From: "Fabian Grünbichler" <f.gruenbichler@proxmox.com>
To: Proxmox VE user list <pve-user@lists.proxmox.com>
Subject: Re: [PVE-User] pbs incremental backups
Date: Tue, 02 Mar 2021 11:48:00 +0100 [thread overview]
Message-ID: <1614681375.t5hirejgvw.astroid@nora.none> (raw)
In-Reply-To: <82a59e22-1a52-e104-1217-ac904d9223ca@merit.unu.edu>
On March 2, 2021 11:22 am, mj wrote:
> Hi,
>
> Testing PBS backups taken from PVE VMs on ceph rbd now. Very nice, very
> quick, very cool. :-)
>
> We have a question. Something we wonder about.
>
> In our current backup software, we make weekly full_system backups, and
> daily incremental_system backups, each incremental based on the same
> full_system backup. So: each daily incremental backup becomes bigger,
> until the weekend. Then we make a new full_system backup to base the
> next set of incrementals on.
>
> In PBS I cannot specify if a backup is full or incremental, we assume
> this means that automatically the first backup is a full_system backup,
> and subsequent backups are incremental. The PBS backup logs confirm this
> assumption, saying: "scsi0: dirty-bitmap status: created new" vs "scsi0:
> dirty-bitmap status: OK (7.3 GiB of 501.0 GiB dirty)"
>
> And now the question: At what point in time is a new full_system backup
> created, to rebase incremental backups on?

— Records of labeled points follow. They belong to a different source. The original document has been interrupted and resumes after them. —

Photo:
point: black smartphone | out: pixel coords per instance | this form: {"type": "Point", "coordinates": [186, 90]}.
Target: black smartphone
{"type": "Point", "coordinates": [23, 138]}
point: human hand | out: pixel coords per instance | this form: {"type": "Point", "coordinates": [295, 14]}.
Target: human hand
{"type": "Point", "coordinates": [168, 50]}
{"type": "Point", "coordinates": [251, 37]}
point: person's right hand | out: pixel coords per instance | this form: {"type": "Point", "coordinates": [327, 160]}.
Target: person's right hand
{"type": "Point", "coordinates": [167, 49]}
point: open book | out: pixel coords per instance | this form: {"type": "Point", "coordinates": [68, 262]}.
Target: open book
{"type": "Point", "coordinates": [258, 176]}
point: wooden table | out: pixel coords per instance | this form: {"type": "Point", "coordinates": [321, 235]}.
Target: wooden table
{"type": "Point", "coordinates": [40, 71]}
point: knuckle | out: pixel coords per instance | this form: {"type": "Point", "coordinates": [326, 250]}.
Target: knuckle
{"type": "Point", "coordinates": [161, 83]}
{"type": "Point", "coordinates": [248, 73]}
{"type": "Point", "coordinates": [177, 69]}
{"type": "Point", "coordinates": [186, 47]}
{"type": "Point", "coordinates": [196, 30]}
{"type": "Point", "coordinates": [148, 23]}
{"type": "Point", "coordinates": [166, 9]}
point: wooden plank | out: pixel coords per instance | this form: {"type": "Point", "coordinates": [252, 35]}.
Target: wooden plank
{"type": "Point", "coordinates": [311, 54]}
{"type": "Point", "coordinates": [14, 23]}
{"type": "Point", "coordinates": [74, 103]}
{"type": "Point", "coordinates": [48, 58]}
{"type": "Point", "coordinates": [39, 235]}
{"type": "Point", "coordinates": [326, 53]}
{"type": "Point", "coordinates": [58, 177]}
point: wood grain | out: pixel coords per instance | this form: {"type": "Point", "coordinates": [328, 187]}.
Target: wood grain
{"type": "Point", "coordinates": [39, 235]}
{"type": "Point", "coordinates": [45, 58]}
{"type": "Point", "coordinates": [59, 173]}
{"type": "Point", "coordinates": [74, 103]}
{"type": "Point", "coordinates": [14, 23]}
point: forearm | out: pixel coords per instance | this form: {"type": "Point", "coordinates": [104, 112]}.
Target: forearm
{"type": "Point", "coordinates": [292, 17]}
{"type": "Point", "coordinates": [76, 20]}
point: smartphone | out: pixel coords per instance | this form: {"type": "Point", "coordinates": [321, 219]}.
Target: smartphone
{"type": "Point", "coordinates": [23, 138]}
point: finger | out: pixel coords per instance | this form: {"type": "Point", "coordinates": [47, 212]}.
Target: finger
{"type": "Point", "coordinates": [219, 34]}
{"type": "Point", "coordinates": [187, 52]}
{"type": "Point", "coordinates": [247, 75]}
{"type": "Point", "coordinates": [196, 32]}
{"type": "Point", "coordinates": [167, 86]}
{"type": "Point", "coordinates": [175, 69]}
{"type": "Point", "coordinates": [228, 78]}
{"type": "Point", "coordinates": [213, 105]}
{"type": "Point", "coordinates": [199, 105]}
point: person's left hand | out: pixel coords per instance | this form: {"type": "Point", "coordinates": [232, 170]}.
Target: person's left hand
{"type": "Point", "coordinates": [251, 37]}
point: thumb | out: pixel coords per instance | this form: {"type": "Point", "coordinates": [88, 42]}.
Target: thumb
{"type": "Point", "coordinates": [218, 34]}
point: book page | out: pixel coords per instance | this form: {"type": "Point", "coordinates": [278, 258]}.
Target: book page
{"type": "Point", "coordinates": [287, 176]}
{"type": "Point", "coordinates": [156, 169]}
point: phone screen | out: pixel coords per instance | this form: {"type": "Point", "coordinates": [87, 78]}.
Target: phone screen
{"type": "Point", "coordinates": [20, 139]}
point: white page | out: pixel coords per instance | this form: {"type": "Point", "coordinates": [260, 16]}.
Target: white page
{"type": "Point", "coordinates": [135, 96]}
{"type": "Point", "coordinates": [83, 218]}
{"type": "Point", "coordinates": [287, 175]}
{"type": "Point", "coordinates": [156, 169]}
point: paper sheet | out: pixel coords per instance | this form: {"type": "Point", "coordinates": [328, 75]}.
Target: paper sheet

> Or is each incremental backup based on the previous incremental? And if
> that is the case, how will we ever be able to delete one of the
> in-between incrementals, because that would then break to whole chain of
> incremental_backup-based-on-incremental_backup...?
>
> We have read the page
> https://qemu.readthedocs.io/en/latest/interop/bitmaps.html but it does
> not seem to answer this.
>
> Anyone care to share some insight on this logic and how PBS works?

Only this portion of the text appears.